Technically this is not a refereed publication (yet), but I thought it would be nice to have a little space for the function at the centre of my master’s thesis. It deals with the Bayesian estimation of the polychoric correlation coefficient both under bivariate normal and non-normal data. It is based on this article written by James H Albert. I was a little bit surprised that such a useful article hadn’t really got a lot of citations, so I wanted to highlight his work by implementing it into R. In my code, I figured out how to deal with both right-skewed and left-skewed latent data (Albert’s article only handles right-skewed data) and it has proven to be very useful for handling difficult datasets, such as when one is dealing with low-count or zero-count cells in contingency tables.
The main function is called polycorGibbs()
because it is based of a Gibbs sampler.
And the way it works is super easy:
library(MASS)
Q <- mvrnorm(100, c(0,0), matrix(c(1,.5,.5,1),2,2))
x <- Q[,1]
y <- Q[,2]
##Make sure you declare these as "integer", not "numeric" or "float"
xb <- as.integer(cut(y, breaks=c(-Inf, mean(y)-sd(y),mean(y)+sd(y), Inf), labels=c(1:3)))
yb <- as.integer(cut(y, breaks=c(-Inf, mean(y)-sd(y),mean(y)+sd(y), Inf), labels=c(1:3)))

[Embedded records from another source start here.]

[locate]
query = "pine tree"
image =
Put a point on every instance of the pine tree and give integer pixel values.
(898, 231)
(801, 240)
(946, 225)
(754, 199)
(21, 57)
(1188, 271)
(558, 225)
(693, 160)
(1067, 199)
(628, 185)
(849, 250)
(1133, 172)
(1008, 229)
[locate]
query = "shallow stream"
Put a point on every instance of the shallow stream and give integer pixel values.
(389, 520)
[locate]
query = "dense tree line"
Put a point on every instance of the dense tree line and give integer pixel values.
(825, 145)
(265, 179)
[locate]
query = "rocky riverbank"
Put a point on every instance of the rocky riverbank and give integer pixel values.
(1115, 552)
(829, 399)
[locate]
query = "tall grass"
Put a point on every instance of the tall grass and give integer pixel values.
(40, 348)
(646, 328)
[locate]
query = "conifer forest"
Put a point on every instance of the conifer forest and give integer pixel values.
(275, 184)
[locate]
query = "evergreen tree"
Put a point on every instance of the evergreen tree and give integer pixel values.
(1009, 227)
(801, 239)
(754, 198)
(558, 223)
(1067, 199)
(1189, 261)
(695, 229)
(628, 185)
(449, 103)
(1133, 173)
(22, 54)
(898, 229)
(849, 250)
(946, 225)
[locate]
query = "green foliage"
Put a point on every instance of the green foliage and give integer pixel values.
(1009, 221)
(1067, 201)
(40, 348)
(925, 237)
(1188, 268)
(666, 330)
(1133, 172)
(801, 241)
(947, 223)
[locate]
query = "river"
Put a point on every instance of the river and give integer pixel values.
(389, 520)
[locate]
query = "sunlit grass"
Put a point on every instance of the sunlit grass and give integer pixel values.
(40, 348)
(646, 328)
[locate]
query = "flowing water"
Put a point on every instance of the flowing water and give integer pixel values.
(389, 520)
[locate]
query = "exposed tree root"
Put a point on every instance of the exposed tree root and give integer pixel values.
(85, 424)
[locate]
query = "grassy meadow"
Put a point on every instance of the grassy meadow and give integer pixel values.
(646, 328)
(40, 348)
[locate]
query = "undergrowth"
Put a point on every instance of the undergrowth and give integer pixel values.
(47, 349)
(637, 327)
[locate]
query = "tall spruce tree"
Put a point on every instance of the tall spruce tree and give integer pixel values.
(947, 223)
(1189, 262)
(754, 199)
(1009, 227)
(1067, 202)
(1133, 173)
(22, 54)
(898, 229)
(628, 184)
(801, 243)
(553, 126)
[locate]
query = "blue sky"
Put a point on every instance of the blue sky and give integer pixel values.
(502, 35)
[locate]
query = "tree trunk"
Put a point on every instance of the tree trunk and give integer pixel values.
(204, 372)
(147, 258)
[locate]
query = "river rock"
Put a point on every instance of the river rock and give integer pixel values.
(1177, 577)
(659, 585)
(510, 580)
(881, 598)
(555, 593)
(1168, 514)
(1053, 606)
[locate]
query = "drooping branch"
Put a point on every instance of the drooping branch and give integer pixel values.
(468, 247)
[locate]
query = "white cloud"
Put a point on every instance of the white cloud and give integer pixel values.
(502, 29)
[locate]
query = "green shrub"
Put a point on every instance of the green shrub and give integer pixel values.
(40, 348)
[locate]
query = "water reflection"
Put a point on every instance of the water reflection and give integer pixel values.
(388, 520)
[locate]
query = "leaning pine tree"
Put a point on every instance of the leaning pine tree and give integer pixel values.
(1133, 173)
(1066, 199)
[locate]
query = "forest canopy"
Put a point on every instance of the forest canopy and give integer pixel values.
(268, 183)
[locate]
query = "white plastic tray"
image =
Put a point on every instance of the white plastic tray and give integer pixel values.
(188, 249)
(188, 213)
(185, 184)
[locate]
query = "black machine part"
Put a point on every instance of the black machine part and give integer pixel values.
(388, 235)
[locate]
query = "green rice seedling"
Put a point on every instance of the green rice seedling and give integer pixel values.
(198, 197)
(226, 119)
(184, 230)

plyk <- polycorGibbs(xb, yb, iter = 1e4, trace=FALSE, graph=FALSE)
Summary
mean median SD Numeric SD
rho 0.481 0.487 0.00109 0.0282
c1 -1.070 -1.070 0.00885 0.1530
c2 1.020 1.020 0.01190 0.1500
d1 -1.070 -1.060 0.01090 0.1550
d2 1.010 1.010 0.01090 0.1520
Correlation
rho c1 c2 d1 d2
rho NA 0.00163 -0.0384 -0.0153 -0.0323
c1 NA NA 0.2100 0.5080 0.2260
c2 NA NA NA 0.2330 0.5220
d1 NA NA NA NA 0.2220
d2 NA NA NA NA NA
I offer some extra functionalities like plotting the time series plot for the Markov Chain and other ways to check how well everything converged and whatnot.
Overall, the function is a tad bit finicky. But then again this was my first “major” project and I pretty much had to teach myself Bayesian statistics and MCMC from scratch to get it to work, which is why I am very proud of it. But it will get better in time.